I have apologies on my mind.
The island of misfit black girls got me thinking.
Jason Johnson, author, professor, political pundit and the Politics Editor of “The Root,” referred to Bernie Sanders’ African-American spokeswoman as coming from the island of misfit black girls on a podcast last week.
Beware. I’m not writing a political post here. I’m writing about the courage to apologize.
Johnson’s comment went viral and was instantly and routinely condemned. Johnson, himself African-American, apologized via a tweet.
Earlier this week in a conversation about the Sanders campaign and the behavior of his staff I referred to his campaign person as coming from the Island of Misfit Black Girls. It was a harmful and unnecessary comment and I apologize.
Come on dude. Really? On twitter? That’s all you’ve got?

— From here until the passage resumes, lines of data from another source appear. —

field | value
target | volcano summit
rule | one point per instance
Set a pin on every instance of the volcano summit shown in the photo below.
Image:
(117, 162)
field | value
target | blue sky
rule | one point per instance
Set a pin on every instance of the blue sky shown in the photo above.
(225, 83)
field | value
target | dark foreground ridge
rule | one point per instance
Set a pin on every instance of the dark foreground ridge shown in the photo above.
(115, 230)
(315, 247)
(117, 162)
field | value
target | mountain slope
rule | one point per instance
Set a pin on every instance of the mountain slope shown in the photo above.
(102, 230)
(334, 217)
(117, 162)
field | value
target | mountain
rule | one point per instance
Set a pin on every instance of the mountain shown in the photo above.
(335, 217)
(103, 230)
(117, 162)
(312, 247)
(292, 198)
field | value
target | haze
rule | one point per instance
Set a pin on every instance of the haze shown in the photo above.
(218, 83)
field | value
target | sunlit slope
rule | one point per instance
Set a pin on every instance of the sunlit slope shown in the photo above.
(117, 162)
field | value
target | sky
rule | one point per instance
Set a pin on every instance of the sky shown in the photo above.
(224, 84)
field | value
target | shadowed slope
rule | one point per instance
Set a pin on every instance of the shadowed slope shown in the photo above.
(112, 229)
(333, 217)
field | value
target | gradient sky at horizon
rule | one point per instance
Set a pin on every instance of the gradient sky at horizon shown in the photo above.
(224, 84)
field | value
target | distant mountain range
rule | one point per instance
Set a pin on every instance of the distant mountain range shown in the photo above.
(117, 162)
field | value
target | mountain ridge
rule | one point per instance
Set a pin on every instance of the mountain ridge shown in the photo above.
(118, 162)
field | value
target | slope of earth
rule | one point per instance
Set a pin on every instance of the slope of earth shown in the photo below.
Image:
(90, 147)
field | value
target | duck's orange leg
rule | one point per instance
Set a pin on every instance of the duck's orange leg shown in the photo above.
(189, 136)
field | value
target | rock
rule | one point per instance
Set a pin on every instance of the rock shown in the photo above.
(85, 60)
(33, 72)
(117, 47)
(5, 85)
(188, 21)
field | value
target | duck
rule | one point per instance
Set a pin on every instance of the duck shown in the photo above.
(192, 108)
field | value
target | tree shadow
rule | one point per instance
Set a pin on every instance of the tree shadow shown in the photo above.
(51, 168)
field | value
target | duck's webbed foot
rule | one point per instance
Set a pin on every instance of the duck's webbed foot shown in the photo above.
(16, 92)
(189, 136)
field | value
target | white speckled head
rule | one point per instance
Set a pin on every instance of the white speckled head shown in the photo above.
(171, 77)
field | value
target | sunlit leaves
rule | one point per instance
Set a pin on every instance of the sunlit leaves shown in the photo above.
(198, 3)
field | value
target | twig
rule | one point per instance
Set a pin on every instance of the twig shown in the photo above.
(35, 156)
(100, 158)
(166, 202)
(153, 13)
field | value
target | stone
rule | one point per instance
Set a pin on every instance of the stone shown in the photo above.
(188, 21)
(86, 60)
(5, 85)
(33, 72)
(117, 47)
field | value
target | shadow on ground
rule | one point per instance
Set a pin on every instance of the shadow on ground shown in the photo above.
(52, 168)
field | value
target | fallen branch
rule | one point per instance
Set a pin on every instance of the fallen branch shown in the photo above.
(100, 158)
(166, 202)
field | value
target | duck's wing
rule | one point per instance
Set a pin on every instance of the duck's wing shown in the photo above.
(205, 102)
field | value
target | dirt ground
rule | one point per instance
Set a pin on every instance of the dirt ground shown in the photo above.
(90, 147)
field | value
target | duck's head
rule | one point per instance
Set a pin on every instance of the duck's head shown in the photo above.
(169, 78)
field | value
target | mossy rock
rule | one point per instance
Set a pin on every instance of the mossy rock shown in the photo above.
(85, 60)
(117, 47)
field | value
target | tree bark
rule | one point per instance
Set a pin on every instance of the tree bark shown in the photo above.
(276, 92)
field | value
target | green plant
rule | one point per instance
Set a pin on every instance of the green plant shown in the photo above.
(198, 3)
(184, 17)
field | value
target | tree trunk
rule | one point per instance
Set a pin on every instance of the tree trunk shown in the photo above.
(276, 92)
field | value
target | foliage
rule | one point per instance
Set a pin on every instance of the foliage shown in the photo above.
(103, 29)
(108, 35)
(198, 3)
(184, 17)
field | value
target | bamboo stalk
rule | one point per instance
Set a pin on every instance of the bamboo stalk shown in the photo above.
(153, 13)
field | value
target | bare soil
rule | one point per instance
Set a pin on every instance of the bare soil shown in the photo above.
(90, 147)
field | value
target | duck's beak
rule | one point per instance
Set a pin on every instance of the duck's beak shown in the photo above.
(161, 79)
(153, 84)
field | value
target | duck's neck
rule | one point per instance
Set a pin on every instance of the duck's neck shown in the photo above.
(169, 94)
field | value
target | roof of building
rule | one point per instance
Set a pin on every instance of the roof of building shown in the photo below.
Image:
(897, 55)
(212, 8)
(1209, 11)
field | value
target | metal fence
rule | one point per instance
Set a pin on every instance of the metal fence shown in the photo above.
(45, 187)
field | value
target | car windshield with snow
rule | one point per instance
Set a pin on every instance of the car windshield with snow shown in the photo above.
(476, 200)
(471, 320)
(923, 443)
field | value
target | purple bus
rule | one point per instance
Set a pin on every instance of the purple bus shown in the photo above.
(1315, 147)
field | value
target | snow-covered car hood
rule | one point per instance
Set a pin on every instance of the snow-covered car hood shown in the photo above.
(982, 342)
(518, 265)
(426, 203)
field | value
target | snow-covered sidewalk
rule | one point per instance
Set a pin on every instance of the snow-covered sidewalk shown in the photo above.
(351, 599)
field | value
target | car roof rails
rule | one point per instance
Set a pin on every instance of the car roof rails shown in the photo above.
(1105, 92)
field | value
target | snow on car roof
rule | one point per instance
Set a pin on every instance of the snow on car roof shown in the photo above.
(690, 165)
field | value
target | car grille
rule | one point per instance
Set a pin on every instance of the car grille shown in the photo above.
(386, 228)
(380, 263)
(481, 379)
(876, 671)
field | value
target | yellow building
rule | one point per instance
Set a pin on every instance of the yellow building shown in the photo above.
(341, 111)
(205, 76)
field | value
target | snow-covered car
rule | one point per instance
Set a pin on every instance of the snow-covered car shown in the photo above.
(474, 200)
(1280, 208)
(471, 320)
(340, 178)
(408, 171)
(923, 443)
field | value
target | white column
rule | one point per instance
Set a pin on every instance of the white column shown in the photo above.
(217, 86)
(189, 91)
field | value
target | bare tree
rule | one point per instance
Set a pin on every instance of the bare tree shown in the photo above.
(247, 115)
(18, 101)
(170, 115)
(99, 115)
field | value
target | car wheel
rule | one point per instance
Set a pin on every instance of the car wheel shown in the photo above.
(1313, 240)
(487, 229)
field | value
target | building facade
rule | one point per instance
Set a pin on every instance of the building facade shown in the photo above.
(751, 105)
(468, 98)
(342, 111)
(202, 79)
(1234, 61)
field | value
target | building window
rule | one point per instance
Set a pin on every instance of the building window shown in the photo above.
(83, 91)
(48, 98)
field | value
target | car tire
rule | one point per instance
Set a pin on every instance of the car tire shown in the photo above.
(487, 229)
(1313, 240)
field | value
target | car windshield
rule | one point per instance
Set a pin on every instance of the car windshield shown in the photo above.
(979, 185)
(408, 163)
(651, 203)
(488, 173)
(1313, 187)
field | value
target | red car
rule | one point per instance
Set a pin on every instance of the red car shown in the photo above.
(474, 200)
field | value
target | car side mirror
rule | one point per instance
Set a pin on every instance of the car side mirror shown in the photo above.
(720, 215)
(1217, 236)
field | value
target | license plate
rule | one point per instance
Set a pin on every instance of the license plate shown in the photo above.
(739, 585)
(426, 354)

Mike Bloomberg has aggressively thrust himself into the pubic limelight as he seeks to run for president. He, too, comes with a history of behaviors and actions that many folks feel he better apologize for. In a rally in Brooklyn, November 2019, Bloomberg apologized for the Stop-and-Frisk policy he implemented when he was the mayor of New York.
Over time, I’ve come to understand something that I long struggled to admit to myself: I got something important wrong. I got something important really wrong. I didn’t understand back then the full impact that stops were having on the black and Latino communities. (The New York Times, “When Did Bloomberg Turn Against Stop-and-Frisk? When He Ran for President.” 2/19/2020)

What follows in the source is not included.